Christine Maury-Panis, general counsel and security at Viaccess-Orca, a subsidiary of Orange, says that as this tension develops, the industry will likely see large car companies swallow up SME and start-up firms to bring the necessary expertise of telecoms modules in house.
“Yes I think that merger and acquisition will happen,” she says, adding that the trend is coming.
Road to valuation
A lack of expertise in driverless car components would also make it difficult for car manufacturers to determine how much a licence would be worth, according to in-house sources.
The head of licensing at a global car manufacturer (the same company as the senior patent manager) points out that, due to exhaustion issues and other rights, the value of a licence should cover that of the entire supply chain.
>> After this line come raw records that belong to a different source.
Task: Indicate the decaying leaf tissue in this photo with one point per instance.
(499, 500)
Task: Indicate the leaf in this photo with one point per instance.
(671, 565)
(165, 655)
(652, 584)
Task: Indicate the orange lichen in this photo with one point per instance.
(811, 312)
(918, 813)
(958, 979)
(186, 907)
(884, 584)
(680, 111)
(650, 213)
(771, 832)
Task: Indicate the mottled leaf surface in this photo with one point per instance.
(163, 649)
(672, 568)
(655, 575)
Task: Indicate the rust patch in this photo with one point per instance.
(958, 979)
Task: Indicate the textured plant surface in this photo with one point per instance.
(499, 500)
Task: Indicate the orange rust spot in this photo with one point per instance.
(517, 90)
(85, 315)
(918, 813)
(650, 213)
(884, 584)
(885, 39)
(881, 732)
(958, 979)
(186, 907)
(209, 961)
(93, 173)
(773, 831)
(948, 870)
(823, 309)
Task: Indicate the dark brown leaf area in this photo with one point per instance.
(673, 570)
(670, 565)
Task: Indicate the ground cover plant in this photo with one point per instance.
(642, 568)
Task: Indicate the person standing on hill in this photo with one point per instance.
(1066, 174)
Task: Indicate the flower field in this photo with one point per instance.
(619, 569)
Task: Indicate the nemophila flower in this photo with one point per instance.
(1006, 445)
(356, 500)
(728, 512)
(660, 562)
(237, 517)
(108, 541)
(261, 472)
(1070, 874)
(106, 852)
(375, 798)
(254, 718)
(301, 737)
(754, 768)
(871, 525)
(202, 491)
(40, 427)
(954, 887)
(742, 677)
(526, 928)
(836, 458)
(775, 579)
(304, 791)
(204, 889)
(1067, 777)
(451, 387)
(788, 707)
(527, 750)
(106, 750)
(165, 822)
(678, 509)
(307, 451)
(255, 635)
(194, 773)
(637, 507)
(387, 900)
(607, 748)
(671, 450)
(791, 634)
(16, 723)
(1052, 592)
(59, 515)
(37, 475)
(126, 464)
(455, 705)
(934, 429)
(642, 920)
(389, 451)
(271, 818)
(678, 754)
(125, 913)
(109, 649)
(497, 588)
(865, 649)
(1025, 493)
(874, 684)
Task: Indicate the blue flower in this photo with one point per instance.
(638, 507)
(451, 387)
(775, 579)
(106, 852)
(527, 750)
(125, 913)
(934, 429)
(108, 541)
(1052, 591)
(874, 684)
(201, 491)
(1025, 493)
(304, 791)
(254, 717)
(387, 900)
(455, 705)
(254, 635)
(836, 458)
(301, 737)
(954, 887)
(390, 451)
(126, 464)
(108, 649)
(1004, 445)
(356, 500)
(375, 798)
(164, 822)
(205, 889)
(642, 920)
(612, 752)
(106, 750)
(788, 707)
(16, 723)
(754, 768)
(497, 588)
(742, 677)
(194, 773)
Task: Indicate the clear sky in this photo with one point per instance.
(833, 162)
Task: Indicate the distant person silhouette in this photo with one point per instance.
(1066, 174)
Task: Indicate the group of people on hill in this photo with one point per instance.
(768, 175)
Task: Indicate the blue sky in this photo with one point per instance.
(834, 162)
But that is a particularly difficult prospect for automotive companies that have huge supply chains that provide unfamiliar technologies.
“If you think about 5G, which will require a larger spread of tech, there will be many more modules with different capabilities that need different patents, which will come with different royalties.
“And if you have hundreds or thousands of SMEs producing products for connected tech, it is unlikely that many will have the technical expertise or patent or IPR knowledge to really negotiate licence agreements - and it is going to be a nightmare if we do not find a way of streamlining these licensing costs.”
The telecoms head of litigation says telecoms companies could smooth this valuation process by making their rates more transparent and easily accessible.
“I think for example, if every SEP owner had a standard rate and made it public – via a patent pool such as Avanci, for example – it would streamline the process.”
But should automotive firms and current SEP owners bury the hatchet in the near future, that result might not mean the end for licensing tensions in the industry. The number of parties that automotive companies have to deal with when it comes to SEPs and the clash of licensing cultures may increase as the products become more sophisticated.
The IP adviser of a global car manufacturer points out regulatory bodies could begin to have more of a say over how a driverless car should operate, and may force companies to collaborate on and license their inventions.
That raises a new challenge for automotive companies that they need to work with traditionally aggressive licensors and litigators, such as Google or Apple, when they’ve traditionally taken a more lenient approach.
Maury Panis at Viaccess-Orca agrees, and adds that we may see an industry trend of different players with different licensing habits working together, where perhaps one is used to monetising assets for large amounts.